为什么我的程序对大于2^29的数字失败?

我编写了下面的程序，它获取长度为2^ I的列表'a'(初始化为所有1)，并将其中包含的所有数字加在一起。当i至少为30时，它返回一个无意义的答案。我不明白为什么，我用long's的所有东西，在我的机器上，一个long的大小是8字节= 64位，所以我想说它必须能够保存整数到2^(8 * 8)/2。

// FOR NOW ONLY WORKS WITH N A POWER OF 2
#include "cuda_runtime.h"
#include "device_launch_parameters.h"
#include <stdio.h>
#include <iostream>
#include <chrono>
/* 
Parallel reduce helper function. When run 
with n/2 threads, adds a[n - 1 - i] to a[i]
for i = 0, ..., n - 1.
*/
__global__ void reduce(long* a, long n)
{
long i = threadIdx.x + blockDim.x * blockIdx.x;
long stride = gridDim.x * blockDim.x;
for (long j = i; j < n/2; j += stride)
{
a[j] += a[n - 1 - j];
}
}
/* 
For an array a of length n, puts the sum of all elements in a[0]
*/
void parallelReduce(long* a, long n)
{
// Get some information about the GPU
cudaDeviceProp prop;
cudaGetDeviceProperties(&prop, 0);
int multiProcessors = prop.multiProcessorCount;
// Repeatedly use the helper function reduce
while (n > 1) {
int threadsPerBlock = 256;
int numberOfBlocks = 32 * multiProcessors;
reduce << <numberOfBlocks, threadsPerBlock >> > (a, n);
cudaDeviceSynchronize();
n = (n + n % 2) / 2; // Rounds n/2 up.
}
}
int main()
{
// Initialize vector with N 1's.
long N = 2 << 28;
size_t size = N * sizeof(long);
long* h_a;
cudaMallocHost(&h_a, size);
for (long i = 0; i < N; i++) {
h_a[i] = 1;
}
// Copy to device (can be done asynchronically to hide transfer time, but 
// that messes up the timing of the kernel).
long* d_a;
cudaMalloc(&d_a, size);
cudaMemcpy(d_a, h_a, size, cudaMemcpyHostToDevice);
// Calculate the sum sequentially and time it.

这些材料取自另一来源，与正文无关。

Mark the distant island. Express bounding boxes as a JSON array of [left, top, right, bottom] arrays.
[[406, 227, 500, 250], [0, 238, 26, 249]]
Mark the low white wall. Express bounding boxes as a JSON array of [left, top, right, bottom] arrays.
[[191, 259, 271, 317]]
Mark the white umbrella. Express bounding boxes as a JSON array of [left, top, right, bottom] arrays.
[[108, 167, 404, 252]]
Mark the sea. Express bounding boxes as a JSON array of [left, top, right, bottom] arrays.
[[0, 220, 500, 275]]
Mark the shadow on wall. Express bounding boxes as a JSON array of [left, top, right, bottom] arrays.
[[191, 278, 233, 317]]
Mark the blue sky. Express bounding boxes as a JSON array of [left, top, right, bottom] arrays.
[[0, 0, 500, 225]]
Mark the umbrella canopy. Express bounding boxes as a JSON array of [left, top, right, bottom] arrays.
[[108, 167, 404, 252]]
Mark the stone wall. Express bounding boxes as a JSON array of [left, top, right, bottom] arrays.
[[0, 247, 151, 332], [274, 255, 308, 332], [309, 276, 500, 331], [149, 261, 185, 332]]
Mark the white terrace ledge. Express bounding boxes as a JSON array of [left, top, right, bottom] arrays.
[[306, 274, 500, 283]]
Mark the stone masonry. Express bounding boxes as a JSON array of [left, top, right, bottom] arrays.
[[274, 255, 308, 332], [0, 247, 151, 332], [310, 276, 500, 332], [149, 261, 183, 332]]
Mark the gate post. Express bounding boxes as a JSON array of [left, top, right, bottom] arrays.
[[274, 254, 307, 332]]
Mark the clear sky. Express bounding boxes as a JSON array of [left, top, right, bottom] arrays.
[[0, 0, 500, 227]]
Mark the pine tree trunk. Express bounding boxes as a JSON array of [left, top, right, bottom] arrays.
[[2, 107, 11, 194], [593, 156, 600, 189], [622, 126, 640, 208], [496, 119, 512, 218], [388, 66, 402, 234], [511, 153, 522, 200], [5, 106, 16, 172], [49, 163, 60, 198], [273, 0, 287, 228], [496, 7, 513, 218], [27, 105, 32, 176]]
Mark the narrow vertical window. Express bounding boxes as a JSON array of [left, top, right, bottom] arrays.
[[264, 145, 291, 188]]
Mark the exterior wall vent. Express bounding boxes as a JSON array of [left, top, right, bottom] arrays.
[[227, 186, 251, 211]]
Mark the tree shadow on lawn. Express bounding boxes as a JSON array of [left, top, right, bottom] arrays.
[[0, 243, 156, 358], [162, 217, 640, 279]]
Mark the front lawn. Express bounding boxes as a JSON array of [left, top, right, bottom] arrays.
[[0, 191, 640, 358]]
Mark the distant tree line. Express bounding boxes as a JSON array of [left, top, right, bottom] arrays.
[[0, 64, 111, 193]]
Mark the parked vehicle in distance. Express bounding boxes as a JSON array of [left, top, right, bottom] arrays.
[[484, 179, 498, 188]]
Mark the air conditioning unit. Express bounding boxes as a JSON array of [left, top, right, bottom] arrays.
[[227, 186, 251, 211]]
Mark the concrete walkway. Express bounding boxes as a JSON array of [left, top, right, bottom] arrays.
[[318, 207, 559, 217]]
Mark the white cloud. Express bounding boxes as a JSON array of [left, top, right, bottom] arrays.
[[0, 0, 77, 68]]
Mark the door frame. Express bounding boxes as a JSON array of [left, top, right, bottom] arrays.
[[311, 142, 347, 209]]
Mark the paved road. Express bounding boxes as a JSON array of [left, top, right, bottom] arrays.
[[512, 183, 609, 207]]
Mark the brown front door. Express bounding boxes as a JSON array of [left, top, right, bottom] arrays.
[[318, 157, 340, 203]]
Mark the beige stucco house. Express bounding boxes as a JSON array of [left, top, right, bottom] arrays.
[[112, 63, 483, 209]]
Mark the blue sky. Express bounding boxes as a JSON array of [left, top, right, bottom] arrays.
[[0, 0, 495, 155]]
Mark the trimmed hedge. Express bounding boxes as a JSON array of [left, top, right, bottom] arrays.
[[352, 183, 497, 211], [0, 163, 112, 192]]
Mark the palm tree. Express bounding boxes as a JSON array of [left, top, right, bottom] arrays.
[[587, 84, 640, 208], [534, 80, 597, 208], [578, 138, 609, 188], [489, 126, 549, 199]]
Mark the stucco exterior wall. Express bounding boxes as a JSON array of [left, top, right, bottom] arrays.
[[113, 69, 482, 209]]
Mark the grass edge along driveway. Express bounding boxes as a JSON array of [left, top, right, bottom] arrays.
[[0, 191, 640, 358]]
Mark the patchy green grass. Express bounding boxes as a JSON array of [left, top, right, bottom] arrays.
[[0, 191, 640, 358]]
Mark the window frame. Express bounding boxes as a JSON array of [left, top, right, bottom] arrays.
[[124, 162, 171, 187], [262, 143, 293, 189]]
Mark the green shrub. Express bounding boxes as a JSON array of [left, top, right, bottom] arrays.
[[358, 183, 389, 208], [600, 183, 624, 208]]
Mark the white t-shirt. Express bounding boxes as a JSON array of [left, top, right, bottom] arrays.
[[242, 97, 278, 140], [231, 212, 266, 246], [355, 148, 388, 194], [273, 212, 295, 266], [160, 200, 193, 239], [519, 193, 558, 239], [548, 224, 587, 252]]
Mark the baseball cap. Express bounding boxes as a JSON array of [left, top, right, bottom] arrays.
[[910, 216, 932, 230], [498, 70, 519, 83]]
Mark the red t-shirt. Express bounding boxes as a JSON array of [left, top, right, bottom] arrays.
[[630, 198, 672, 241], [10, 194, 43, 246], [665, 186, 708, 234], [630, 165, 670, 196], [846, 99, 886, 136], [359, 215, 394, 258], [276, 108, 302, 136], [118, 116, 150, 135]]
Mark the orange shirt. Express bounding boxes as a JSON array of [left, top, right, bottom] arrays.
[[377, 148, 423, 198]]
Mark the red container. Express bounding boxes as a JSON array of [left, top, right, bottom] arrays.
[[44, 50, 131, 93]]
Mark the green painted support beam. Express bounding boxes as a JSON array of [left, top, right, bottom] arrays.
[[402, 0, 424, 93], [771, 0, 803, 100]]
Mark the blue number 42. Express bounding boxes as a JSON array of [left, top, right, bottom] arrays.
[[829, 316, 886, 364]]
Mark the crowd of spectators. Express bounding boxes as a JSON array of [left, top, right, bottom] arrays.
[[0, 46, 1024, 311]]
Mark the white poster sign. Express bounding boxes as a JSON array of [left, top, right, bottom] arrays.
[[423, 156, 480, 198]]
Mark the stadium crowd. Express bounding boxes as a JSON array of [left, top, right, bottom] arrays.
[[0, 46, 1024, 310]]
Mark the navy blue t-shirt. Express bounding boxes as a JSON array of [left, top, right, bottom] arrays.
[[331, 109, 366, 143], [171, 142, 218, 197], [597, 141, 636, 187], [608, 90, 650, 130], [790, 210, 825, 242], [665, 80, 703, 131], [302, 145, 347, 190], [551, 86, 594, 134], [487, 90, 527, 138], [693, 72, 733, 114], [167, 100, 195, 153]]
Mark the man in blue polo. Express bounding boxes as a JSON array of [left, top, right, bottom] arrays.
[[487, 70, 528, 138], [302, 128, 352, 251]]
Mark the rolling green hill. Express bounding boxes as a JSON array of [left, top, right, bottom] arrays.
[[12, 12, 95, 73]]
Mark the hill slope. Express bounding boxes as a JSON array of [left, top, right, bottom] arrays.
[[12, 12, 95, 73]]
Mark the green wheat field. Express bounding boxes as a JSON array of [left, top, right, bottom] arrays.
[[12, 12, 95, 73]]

auto tic = std::chrono::high_resolution_clock::now();
long hostSolution = 0;
for (long i = 0; i < N; i++)
{
hostSolution += h_a[i];
}
auto toc = std::chrono::high_resolution_clock::now();
int duration = std::chrono::duration_cast<std::chrono::milliseconds>(toc - tic).count();
std::cout << "The sequential function says the answer is " << hostSolution << " this took " << duration
<< " ms." << std::endl;
// Kernel computation
tic = std::chrono::high_resolution_clock::now();
parallelReduce(d_a, N);
toc = std::chrono::high_resolution_clock::now();
int parallelDuration = std::chrono::duration_cast<std::chrono::milliseconds>(toc - tic).count();
// Copy result back to host
long solution;
cudaMemcpy(&solution, &d_a[0], sizeof(long), cudaMemcpyDeviceToHost);
// Print the parallel result and speed up:
std::cout << "The parallel function says the answer is " << solution << " this took " << parallelDuration
<< " ms." << std::endl;
std::cout << "This means we have achieved a speed up of " << duration / parallelDuration << std::endl;
}